Lärm und Lebkuchen sollen Nachtgespenster vertreiben

Nach Weihnachten beginnen die zwölf "Raunächte"

Von Christian Feldmann (epd)

Frankfurt a.M. (epd). "Raunächte" heißen vielerorts die Nächte zwischen Weihnachten und Dreikönig - nach dem alten Brauch, Haus und Stall in diesen Nächten auszuräuchern. Und der Begriff erinnert auch den rauen, struppigen Pelz der Unholde, die zu dieser Zeit dem Volksglauben zufolge die Lüfte unsicher machten. Pelze und Felle heißen heute oft noch "Rauchwaren", und das Grimm'sche Märchen "Allerleihrauh" von einem in Pelzreste gekleideten Mädchen hat ähnliche sprachliche Wurzeln.

Die "wilde Jagd", das durch die Lüfte fahrende Geistervolk, die umgehenden Toten und die gespenstischen Irrlichter stehen im Zentrum der alten Raunacht-Traditionen, die bis auf die Germanen und die griechisch-römische Antike zurückgehen.

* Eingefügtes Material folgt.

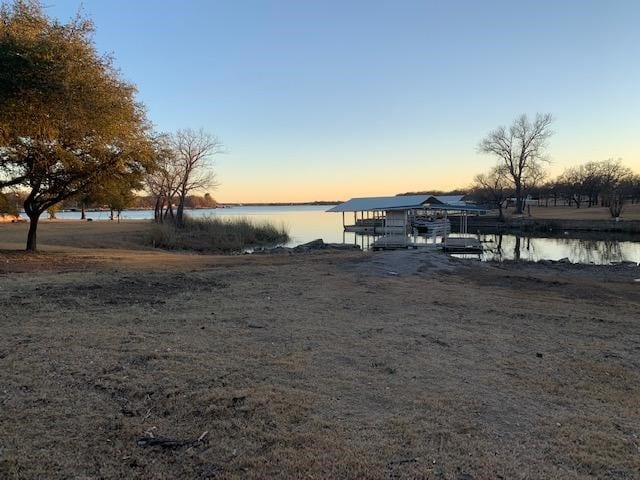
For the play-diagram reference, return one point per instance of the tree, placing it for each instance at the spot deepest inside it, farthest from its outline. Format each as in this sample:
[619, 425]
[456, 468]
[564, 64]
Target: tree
[67, 119]
[617, 184]
[162, 182]
[492, 188]
[8, 205]
[574, 184]
[194, 152]
[521, 149]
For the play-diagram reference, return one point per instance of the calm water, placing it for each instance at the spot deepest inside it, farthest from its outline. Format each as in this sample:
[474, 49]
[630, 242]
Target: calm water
[306, 223]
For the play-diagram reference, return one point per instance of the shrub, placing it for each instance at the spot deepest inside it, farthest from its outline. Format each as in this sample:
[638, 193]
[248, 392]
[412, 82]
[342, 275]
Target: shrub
[217, 235]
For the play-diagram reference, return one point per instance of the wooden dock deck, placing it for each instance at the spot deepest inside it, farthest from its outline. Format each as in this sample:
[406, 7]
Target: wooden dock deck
[462, 245]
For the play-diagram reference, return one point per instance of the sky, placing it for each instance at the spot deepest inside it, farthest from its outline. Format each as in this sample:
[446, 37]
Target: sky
[327, 100]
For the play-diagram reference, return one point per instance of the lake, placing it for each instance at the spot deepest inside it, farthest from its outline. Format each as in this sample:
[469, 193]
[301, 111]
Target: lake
[308, 222]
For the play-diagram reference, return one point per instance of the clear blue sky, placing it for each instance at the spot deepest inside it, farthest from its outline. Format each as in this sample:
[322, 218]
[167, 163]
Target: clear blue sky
[333, 99]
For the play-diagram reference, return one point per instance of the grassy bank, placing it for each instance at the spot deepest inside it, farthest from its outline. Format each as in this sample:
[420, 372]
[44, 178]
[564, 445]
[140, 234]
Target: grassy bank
[217, 235]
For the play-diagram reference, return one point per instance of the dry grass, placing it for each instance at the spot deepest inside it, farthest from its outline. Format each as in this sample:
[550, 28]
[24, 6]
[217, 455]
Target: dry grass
[309, 367]
[217, 235]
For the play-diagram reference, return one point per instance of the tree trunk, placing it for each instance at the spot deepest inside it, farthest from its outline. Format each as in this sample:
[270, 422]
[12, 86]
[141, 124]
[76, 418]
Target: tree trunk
[32, 240]
[180, 213]
[518, 197]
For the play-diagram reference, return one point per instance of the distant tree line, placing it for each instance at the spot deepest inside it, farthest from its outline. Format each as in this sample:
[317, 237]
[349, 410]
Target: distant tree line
[72, 130]
[520, 173]
[606, 183]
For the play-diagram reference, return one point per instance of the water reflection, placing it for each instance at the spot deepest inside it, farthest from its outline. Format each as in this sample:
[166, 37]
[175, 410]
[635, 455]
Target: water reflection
[576, 250]
[306, 223]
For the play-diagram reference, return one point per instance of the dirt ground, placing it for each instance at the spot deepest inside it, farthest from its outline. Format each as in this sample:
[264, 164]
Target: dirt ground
[120, 363]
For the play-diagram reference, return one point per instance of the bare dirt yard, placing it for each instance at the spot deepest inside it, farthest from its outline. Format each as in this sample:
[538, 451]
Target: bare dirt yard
[133, 363]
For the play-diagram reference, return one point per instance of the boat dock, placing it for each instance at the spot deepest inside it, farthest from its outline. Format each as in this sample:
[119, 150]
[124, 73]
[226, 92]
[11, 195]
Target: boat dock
[411, 221]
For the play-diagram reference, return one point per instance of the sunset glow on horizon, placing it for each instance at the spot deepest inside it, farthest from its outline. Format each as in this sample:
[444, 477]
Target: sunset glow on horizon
[333, 100]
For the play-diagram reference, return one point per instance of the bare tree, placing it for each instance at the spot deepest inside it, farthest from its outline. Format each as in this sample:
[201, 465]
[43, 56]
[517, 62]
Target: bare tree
[521, 149]
[162, 182]
[574, 184]
[194, 152]
[492, 188]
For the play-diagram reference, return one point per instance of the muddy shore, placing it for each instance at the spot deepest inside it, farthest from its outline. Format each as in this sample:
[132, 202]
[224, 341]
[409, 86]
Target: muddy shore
[120, 363]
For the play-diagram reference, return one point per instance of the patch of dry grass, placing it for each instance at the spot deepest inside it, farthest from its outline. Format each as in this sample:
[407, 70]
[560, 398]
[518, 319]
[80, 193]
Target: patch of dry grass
[305, 368]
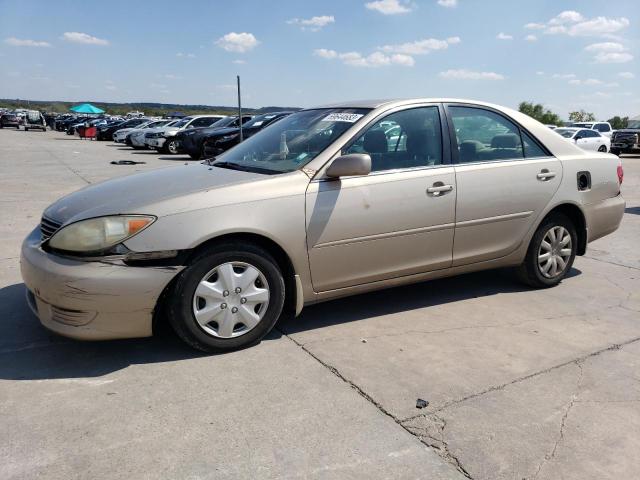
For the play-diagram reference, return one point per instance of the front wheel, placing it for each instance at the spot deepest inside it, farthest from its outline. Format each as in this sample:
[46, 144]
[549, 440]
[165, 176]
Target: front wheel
[170, 146]
[551, 252]
[228, 297]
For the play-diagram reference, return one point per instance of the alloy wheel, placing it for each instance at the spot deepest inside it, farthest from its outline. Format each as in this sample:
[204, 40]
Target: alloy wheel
[231, 300]
[554, 252]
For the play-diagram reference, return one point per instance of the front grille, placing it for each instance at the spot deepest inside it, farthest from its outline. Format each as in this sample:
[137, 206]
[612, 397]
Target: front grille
[48, 227]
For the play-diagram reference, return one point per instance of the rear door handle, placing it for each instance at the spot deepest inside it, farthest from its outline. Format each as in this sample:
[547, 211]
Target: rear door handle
[545, 175]
[439, 188]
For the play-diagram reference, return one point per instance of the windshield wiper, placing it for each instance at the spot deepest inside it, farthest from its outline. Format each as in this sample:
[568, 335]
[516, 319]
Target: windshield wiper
[243, 168]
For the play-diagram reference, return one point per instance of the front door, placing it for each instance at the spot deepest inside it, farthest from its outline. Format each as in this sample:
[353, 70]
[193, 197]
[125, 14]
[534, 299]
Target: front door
[504, 180]
[398, 220]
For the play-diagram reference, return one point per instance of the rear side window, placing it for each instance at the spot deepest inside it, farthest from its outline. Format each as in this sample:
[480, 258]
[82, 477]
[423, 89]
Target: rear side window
[406, 139]
[485, 136]
[531, 148]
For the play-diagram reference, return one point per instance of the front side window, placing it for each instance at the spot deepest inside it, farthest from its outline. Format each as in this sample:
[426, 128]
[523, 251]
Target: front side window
[291, 142]
[485, 136]
[406, 139]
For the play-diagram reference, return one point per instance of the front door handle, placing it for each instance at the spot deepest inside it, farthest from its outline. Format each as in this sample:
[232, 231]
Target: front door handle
[545, 175]
[438, 189]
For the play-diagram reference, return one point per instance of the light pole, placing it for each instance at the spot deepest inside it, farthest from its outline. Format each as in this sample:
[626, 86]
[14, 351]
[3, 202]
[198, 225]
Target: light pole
[239, 107]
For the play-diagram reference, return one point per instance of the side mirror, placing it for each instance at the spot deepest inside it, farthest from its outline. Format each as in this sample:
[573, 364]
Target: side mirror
[350, 165]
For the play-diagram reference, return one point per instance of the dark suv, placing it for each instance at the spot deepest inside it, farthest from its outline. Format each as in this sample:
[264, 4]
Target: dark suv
[9, 120]
[223, 139]
[626, 140]
[190, 140]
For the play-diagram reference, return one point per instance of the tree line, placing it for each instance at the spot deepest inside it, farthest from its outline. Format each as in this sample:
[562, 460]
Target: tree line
[546, 116]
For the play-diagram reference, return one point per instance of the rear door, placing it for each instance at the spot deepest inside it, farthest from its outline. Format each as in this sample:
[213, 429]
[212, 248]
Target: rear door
[504, 179]
[396, 221]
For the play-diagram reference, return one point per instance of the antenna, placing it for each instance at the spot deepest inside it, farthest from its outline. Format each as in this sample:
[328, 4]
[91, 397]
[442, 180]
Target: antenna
[239, 107]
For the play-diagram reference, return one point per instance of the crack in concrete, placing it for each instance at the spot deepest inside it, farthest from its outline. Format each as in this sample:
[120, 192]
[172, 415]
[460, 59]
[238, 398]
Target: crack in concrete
[438, 443]
[550, 456]
[443, 453]
[495, 388]
[611, 263]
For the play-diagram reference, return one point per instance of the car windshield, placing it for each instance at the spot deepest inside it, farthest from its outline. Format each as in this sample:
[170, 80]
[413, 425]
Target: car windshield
[565, 132]
[292, 142]
[223, 122]
[182, 123]
[260, 120]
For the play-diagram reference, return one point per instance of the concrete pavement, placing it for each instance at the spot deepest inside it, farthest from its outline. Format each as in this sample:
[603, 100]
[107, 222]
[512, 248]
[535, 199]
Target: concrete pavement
[521, 383]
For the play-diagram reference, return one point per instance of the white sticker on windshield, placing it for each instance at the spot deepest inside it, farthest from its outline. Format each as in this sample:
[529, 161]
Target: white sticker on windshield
[343, 117]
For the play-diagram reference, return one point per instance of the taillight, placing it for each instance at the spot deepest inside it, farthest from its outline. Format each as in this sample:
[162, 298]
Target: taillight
[620, 174]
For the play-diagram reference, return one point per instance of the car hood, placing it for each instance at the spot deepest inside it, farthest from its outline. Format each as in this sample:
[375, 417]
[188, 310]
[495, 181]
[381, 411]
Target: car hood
[159, 192]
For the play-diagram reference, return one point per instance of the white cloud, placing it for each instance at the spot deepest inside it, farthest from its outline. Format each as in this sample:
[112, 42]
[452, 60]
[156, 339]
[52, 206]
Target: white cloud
[463, 74]
[609, 52]
[84, 38]
[238, 42]
[588, 82]
[574, 24]
[376, 59]
[314, 23]
[389, 7]
[605, 47]
[325, 53]
[17, 42]
[613, 57]
[568, 16]
[420, 47]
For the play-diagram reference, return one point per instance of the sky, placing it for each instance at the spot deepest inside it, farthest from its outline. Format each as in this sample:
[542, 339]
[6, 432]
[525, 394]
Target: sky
[568, 55]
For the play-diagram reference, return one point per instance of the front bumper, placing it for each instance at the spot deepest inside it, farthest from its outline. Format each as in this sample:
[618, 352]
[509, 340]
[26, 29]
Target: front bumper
[91, 300]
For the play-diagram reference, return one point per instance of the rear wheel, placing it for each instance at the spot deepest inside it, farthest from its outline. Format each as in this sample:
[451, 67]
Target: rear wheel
[551, 252]
[229, 297]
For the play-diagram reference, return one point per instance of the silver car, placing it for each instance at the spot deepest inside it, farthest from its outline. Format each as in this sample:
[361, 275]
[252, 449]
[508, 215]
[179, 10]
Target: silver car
[328, 202]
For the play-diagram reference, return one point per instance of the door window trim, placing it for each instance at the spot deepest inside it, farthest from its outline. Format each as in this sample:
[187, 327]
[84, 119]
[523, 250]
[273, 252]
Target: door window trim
[455, 157]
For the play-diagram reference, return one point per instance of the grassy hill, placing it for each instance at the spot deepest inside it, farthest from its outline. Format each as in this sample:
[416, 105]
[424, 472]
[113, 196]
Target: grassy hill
[154, 109]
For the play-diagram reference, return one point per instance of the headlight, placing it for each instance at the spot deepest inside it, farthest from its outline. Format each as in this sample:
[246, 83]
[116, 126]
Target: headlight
[229, 137]
[99, 234]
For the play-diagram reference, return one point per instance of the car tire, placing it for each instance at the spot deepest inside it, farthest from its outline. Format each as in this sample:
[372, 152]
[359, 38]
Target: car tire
[532, 270]
[184, 302]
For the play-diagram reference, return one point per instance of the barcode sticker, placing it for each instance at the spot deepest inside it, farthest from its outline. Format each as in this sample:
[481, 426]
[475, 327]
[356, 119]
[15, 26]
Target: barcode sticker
[343, 117]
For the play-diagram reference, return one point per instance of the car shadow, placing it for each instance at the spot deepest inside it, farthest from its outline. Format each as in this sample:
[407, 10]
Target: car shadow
[178, 158]
[30, 352]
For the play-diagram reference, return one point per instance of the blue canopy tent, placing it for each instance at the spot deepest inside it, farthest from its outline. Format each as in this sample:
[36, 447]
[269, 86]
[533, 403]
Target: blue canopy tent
[86, 108]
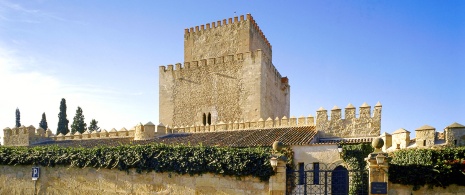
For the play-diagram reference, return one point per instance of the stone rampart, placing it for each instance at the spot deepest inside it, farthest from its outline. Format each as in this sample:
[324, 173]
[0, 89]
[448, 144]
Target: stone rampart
[24, 136]
[65, 180]
[227, 87]
[223, 38]
[350, 126]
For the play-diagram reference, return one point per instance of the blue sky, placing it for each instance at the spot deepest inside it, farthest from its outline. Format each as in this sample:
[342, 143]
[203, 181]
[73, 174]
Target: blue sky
[104, 55]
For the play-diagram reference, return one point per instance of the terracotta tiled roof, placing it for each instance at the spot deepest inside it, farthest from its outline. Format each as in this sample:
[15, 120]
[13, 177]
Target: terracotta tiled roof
[240, 138]
[346, 140]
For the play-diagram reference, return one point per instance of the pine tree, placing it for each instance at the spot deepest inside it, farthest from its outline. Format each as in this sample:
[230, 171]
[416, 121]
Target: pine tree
[18, 116]
[43, 122]
[62, 120]
[78, 122]
[93, 125]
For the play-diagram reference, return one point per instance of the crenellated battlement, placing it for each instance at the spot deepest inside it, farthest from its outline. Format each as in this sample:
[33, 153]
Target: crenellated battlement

Frau Holle ist als verharmloster Überrest der "Schicksalsfrauen" in unsere Märchen eingegangen. Sie schickt den schützenden Schnee für Wald und Flur, aber auch verheerende Lawinen und Winterstürme.

Die Menschen suchten sich gegen das unheimliche Nachtvolk auf vielerlei Weise zu schützen. Sie inszenierten lärmende Umzüge im Fackelschein und mit fratzenhaften Masken. Das laute Rumoren sollte die Geister vertreiben, ebenso wie Böllerschüsse und Feuerwerk zur Jahreswende. Und man hoffte wohl, dass sich sogar die Dämonen vor den wilden Sprüngen schreiender Horden mit russgeschwärzten Gesichtern fürchteten. Die Perchtenumzüge, die in Bayern auch in den Städten wieder in Mode kommen, oder die norddeutschen "Rummelpottläufer" lassen davon noch etwas ahnen.

Manche versprachen sich mehr davon, die "Schicksalsfrauen" und Nachtgespenster durch leckere Speisen milde zu stimmen. Sie stellten ihnen - vorwiegend in der Christnacht - Gebäck, Nüsse und Früchte vor die Tür, Milch, Wasser - und die nach speziellem Rezept für die Geisterwelt gebackenen Lebkuchen. Waren die Gaben am nächsten Morgen verzehrt, so durfte man auf gute Ernte und gesundes Vieh hoffen.

Aber warum konzentrierte sich dieser in die christliche Ära hinüber gerettete Aberglaube auf die Zeit am Jahresende zwischen dem 25. Dezember und dem 6. Januar? - Diese zwölf Tage und Nächte überbrückten als eine nie ganz in die Koordinaten des gängigen Kalenders einzuordnende und deshalb auch nicht ganz geheure Zwischenzeit den Unterschied zwischen Sonnen- und Mondjahr. Bisweilen wurden sie gar als dreizehnter Monat gezählt - einer der Gründe, warum die Dreizehn zur gefürchteten Unglückszahl wurde.